The structural organization of metazoan cells and their shape are established through the coordinated interaction of a composite network consisting of three individual filament systems, collectively termed the cytoskeleton. Specifically, microtubules and actin filaments, which assemble from monomeric globular proteins, provide polar structures that serve motor proteins as tracks. In contrast, intermediate filaments (IFs) assemble from highly charged, extended coiled coils in a hierarchical assembly mechanism of lateral and longitudinal interaction steps into non-polar structures. IF proteins are expressed in a distinctly tissue-specific way and thereby serve to generate the precise plasticity of the respective cells and tissues. Accordingly, in the cell, numerous parameters such as pH and salt concentration are adjusted such that the generation of functional networks is ensured. Here, we transfer the problem for the mesenchymal IF protein vimentin to an in vitro setting and combine small angle x-ray scattering with microfluidics and finite element method simulations. Our approach is adapted to resolve the early assembly steps, which take place in the sub-second to second range. In particular, we reveal the influence of ion species and concentrations on the assembly. By tuning the flow rates and thus concentration profiles, we find a minimal critical salt concentration for the initiation of the assembly. Furthermore, our analysis of the surface sensitive Porod regime in the x-ray data reveals that the formation of first assembly intermediates, so-called unit length filaments, is not a one-step reaction but consists of distinct consecutive lateral association steps followed by radial compaction as well as smoothening of the surface of the full-width filament.
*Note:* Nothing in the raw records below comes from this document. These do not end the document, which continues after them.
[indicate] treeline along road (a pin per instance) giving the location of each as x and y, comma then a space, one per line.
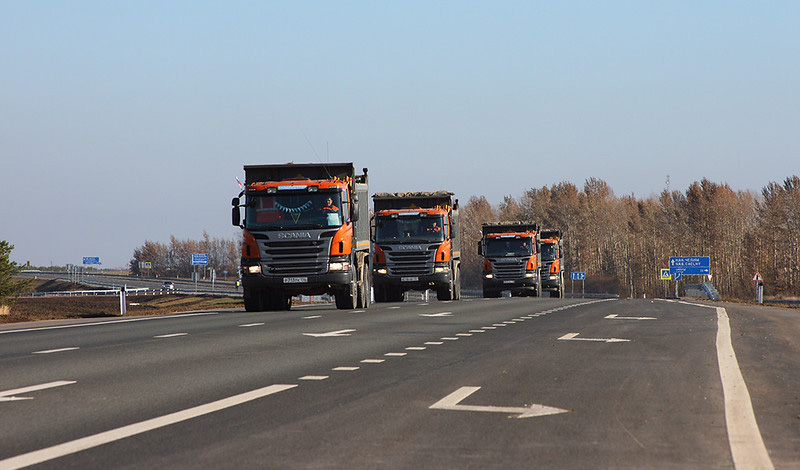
477, 383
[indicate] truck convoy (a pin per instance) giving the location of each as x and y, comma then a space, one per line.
511, 259
552, 253
306, 231
416, 245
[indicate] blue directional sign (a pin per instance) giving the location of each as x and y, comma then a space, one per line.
199, 259
689, 265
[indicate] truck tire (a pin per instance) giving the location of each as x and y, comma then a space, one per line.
457, 285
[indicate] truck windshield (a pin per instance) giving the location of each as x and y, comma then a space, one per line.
500, 247
549, 252
295, 209
409, 229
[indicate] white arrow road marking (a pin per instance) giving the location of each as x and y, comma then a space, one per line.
8, 395
573, 337
614, 316
330, 334
72, 447
451, 402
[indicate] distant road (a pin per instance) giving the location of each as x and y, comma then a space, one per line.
486, 383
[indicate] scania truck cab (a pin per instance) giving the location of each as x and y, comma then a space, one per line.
511, 260
416, 245
302, 234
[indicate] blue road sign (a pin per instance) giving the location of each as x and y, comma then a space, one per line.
199, 258
689, 265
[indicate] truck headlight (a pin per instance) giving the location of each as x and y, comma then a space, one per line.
339, 266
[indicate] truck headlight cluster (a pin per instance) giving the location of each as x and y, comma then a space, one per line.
339, 266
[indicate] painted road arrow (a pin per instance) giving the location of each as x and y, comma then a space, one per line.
8, 395
451, 402
330, 334
574, 337
614, 316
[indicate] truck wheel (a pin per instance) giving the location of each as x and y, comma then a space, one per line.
347, 297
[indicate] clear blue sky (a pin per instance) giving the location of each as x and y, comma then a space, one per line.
122, 122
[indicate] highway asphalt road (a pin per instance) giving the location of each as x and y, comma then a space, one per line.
484, 383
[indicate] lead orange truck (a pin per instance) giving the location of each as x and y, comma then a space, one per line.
416, 245
305, 231
511, 259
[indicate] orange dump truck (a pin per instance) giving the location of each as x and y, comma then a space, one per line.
511, 259
552, 253
306, 231
416, 245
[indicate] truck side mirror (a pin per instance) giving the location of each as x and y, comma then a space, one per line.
236, 216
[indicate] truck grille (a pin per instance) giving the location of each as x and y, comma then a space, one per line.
508, 268
296, 257
408, 262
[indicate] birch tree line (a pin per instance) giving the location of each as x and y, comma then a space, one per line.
629, 240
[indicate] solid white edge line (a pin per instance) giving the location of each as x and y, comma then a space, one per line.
747, 445
67, 448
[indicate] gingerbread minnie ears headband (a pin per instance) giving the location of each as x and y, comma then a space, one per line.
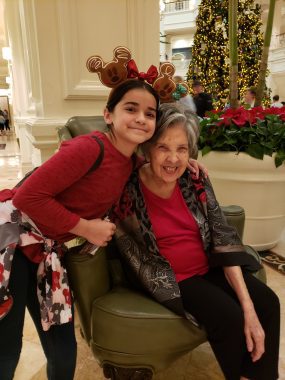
122, 67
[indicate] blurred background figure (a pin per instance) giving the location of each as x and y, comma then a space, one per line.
276, 103
187, 101
202, 100
249, 97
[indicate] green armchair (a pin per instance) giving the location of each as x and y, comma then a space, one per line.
130, 334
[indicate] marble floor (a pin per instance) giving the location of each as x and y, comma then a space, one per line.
198, 365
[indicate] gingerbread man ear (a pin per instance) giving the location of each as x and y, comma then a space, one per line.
164, 85
114, 72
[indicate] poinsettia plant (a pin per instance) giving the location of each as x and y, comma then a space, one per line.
255, 131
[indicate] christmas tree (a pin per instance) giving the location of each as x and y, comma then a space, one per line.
210, 52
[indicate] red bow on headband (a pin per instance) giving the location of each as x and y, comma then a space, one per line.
149, 76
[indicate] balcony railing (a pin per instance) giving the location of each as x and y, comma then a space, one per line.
177, 6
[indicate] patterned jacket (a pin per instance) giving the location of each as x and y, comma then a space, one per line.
138, 247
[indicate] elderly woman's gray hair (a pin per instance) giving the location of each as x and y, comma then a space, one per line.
169, 114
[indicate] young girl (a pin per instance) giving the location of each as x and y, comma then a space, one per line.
61, 199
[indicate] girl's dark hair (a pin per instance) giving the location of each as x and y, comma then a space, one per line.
131, 84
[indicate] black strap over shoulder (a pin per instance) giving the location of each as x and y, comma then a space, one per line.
97, 163
95, 166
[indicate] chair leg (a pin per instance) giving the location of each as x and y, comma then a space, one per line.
118, 373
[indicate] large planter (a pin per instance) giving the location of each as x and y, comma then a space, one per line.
256, 185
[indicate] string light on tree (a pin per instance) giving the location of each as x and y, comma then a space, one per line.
210, 51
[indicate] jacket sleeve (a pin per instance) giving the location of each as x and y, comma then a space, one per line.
226, 247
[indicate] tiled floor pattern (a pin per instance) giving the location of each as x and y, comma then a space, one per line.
198, 365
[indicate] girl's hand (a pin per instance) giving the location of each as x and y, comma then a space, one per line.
254, 334
195, 167
96, 231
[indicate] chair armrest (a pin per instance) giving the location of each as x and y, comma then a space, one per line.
235, 216
89, 279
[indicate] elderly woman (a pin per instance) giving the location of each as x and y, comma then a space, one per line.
173, 235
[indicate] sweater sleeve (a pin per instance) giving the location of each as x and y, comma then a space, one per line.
37, 195
227, 248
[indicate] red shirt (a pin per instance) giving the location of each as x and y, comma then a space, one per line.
61, 191
177, 234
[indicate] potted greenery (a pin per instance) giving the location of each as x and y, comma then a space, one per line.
256, 131
244, 151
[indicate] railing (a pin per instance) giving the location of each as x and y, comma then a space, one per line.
277, 41
176, 6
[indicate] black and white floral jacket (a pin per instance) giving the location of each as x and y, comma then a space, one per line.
138, 247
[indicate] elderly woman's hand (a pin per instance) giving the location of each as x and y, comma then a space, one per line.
254, 334
195, 167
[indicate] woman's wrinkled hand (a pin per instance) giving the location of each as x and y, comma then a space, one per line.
195, 167
254, 334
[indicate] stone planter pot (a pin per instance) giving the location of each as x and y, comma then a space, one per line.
256, 185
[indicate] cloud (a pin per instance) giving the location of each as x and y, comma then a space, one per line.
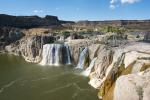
57, 8
116, 3
38, 11
112, 6
113, 1
77, 9
129, 1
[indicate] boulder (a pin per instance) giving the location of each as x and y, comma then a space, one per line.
133, 87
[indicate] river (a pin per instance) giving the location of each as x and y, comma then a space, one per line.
20, 80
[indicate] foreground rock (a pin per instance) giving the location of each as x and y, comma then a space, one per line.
114, 62
133, 86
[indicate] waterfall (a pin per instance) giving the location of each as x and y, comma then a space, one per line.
82, 59
55, 54
88, 70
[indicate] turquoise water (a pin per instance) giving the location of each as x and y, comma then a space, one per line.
20, 80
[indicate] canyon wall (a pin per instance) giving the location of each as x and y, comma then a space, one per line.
28, 21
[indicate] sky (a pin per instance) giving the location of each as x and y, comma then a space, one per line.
75, 10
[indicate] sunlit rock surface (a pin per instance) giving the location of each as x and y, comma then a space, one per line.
133, 87
114, 62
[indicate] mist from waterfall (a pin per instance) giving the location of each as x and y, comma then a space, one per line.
55, 55
89, 69
82, 59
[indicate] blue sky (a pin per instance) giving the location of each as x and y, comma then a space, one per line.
79, 9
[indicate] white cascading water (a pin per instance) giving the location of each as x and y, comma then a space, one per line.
55, 55
82, 59
89, 69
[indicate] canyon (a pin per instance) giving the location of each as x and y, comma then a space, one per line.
117, 65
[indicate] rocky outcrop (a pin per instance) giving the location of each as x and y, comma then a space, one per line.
114, 62
133, 86
28, 21
141, 25
9, 35
30, 47
147, 37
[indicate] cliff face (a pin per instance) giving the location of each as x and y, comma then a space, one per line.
28, 21
142, 25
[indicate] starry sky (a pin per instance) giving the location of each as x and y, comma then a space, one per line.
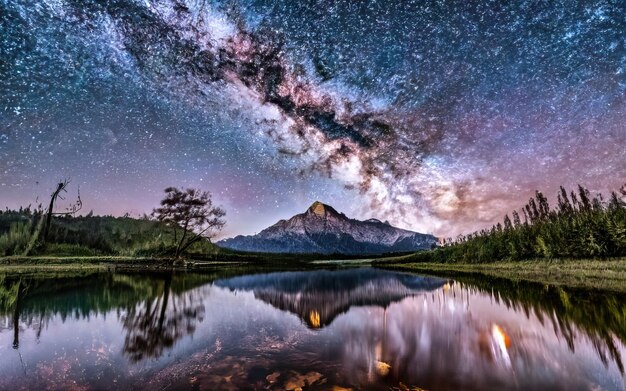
439, 116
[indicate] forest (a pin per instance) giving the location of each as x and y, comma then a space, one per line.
579, 226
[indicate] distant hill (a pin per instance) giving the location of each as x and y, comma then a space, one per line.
323, 230
89, 236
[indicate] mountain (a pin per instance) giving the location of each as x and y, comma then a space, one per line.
321, 229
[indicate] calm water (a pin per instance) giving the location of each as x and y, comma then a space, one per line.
349, 328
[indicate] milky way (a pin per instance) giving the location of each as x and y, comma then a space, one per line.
439, 116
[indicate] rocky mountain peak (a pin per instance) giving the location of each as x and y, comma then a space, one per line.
322, 229
320, 209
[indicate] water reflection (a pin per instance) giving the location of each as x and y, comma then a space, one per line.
158, 322
319, 297
351, 328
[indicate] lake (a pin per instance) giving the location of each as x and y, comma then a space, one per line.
323, 329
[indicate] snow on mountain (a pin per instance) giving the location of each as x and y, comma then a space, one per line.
321, 229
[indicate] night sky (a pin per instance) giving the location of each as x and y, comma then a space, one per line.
439, 116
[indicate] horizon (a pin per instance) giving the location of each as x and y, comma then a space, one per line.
439, 118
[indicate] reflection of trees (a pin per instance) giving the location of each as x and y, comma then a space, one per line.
171, 311
158, 322
599, 315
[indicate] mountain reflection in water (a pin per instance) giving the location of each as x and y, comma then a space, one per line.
353, 328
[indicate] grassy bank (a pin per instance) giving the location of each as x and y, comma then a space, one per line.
586, 273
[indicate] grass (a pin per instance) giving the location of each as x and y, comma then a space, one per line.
585, 273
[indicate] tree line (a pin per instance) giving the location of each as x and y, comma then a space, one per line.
186, 220
579, 226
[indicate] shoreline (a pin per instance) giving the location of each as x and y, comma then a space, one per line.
585, 274
607, 275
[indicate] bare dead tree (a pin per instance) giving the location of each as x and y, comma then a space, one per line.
71, 210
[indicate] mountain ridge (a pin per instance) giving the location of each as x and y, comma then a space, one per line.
322, 229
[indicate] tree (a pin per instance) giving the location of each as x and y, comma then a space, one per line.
72, 209
192, 211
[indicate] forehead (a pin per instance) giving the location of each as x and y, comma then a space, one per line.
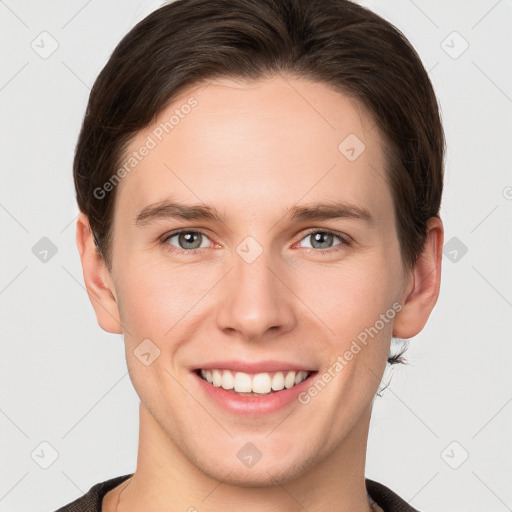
255, 146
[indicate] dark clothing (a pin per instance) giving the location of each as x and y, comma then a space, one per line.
91, 501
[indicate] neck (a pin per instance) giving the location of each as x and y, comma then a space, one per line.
166, 479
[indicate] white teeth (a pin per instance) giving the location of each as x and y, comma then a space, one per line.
261, 383
242, 382
227, 380
216, 378
278, 381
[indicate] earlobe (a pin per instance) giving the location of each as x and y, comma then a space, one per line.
423, 285
97, 279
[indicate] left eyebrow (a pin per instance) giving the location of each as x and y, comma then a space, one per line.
317, 211
170, 209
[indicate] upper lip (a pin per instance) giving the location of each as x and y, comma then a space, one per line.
254, 367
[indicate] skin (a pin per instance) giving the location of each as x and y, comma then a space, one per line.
254, 150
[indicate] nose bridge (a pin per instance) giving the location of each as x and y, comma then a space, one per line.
255, 300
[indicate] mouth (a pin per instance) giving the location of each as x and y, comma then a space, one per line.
253, 384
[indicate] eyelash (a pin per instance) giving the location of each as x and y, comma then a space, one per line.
344, 241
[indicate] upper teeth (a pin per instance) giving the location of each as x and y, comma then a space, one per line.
258, 383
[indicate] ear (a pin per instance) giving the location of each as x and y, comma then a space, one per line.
98, 281
422, 291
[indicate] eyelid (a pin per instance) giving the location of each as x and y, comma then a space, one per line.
345, 240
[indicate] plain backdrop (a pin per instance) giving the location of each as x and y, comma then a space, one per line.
441, 433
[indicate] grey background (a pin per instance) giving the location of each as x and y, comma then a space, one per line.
440, 435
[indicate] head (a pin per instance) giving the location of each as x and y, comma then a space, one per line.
254, 114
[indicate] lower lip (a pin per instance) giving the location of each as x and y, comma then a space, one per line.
254, 405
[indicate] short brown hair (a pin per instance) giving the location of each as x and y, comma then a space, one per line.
335, 42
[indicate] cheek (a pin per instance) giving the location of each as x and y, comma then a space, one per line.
155, 297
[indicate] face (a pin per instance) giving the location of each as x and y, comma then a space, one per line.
301, 266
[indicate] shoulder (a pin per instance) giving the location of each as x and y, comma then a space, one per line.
91, 501
386, 498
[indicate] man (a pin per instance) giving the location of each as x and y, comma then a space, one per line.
259, 186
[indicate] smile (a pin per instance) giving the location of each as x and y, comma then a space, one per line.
253, 384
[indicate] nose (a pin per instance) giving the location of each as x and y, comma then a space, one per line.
256, 300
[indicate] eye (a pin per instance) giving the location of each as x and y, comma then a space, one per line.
323, 239
187, 240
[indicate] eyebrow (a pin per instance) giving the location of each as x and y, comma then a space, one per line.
317, 211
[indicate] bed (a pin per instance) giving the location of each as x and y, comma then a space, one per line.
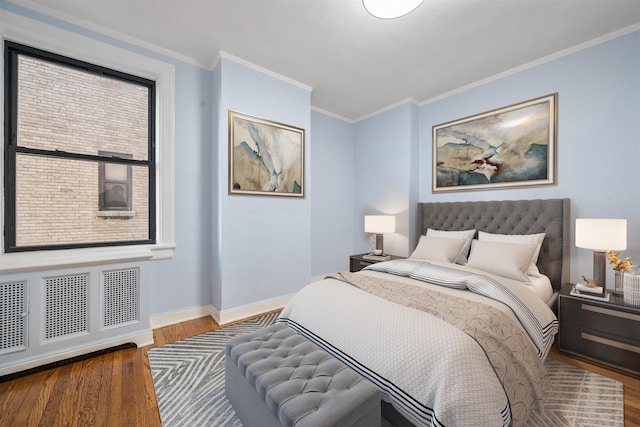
457, 333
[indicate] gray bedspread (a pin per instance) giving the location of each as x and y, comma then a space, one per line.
439, 357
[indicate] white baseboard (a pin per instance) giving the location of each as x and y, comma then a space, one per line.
141, 340
220, 317
250, 310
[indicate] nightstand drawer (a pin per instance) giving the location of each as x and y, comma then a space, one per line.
610, 349
601, 318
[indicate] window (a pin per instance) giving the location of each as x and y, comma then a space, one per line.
114, 185
79, 153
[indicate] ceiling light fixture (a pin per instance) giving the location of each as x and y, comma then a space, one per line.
389, 9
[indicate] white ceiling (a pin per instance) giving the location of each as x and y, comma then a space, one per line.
355, 63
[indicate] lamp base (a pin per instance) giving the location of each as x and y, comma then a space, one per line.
599, 272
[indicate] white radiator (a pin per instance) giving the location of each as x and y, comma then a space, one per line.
52, 315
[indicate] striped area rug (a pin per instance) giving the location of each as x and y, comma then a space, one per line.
188, 377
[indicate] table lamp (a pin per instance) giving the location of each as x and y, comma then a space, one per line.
379, 224
601, 235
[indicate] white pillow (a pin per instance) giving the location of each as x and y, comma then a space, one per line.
521, 239
437, 249
509, 260
467, 235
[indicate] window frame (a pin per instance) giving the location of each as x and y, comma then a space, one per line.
103, 205
90, 47
12, 51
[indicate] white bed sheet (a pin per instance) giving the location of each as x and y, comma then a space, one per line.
541, 286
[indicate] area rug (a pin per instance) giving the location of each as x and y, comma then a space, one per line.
188, 377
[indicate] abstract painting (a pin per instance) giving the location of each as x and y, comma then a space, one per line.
265, 157
503, 148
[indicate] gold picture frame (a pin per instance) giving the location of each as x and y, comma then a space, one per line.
266, 158
513, 146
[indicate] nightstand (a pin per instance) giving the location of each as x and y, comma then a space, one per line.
607, 332
357, 263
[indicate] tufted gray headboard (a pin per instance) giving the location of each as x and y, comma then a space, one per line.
551, 216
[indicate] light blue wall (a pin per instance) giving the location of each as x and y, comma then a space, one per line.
184, 281
238, 250
386, 147
265, 241
332, 193
598, 145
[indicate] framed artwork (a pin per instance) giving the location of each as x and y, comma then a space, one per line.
509, 147
265, 158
机译:后生动物细胞的结构组织及其形状是通过由三个单独的细丝系统(统称为细胞骨架)组成的复合网络的协调相互作用而建立的。具体而言,由单体球状蛋白组装而成的微管和肌动蛋白丝提供了极性结构,将运动蛋白用作轨道。相比之下,中间丝(IF)由高度带电的扩展线圈以横向和纵向相互作用步骤的分层组装机制组装成非极性结构。 IF蛋白以明显的组织特异性方式表达,从而用于产生各个细胞和组织的精确可塑性。因此,在电池中,调节许多参数,例如pH和盐浓度,以确保功能网络的产生。在这里,我们将间质IF蛋白波形蛋白的问题转移到体外,并将小角度X射线散射与微流控和有限元方法模拟相结合。我们的方法适用于解决早期组装步骤,该步骤发生在亚秒级到秒级范围内。特别是,我们揭示了离子种类和浓度对组装的影响。通过调整流速和浓度曲线,我们找到了启动组装所需的最低临界盐浓度。此外,我们在X射线数据中对表面敏感的Porod态的分析表明,第一组装中间体(所谓的单位长度长丝)的形成不是一步反应,而是由不同的连续横向缔合步骤以及随后的径向压实以及使全幅长丝表面光滑。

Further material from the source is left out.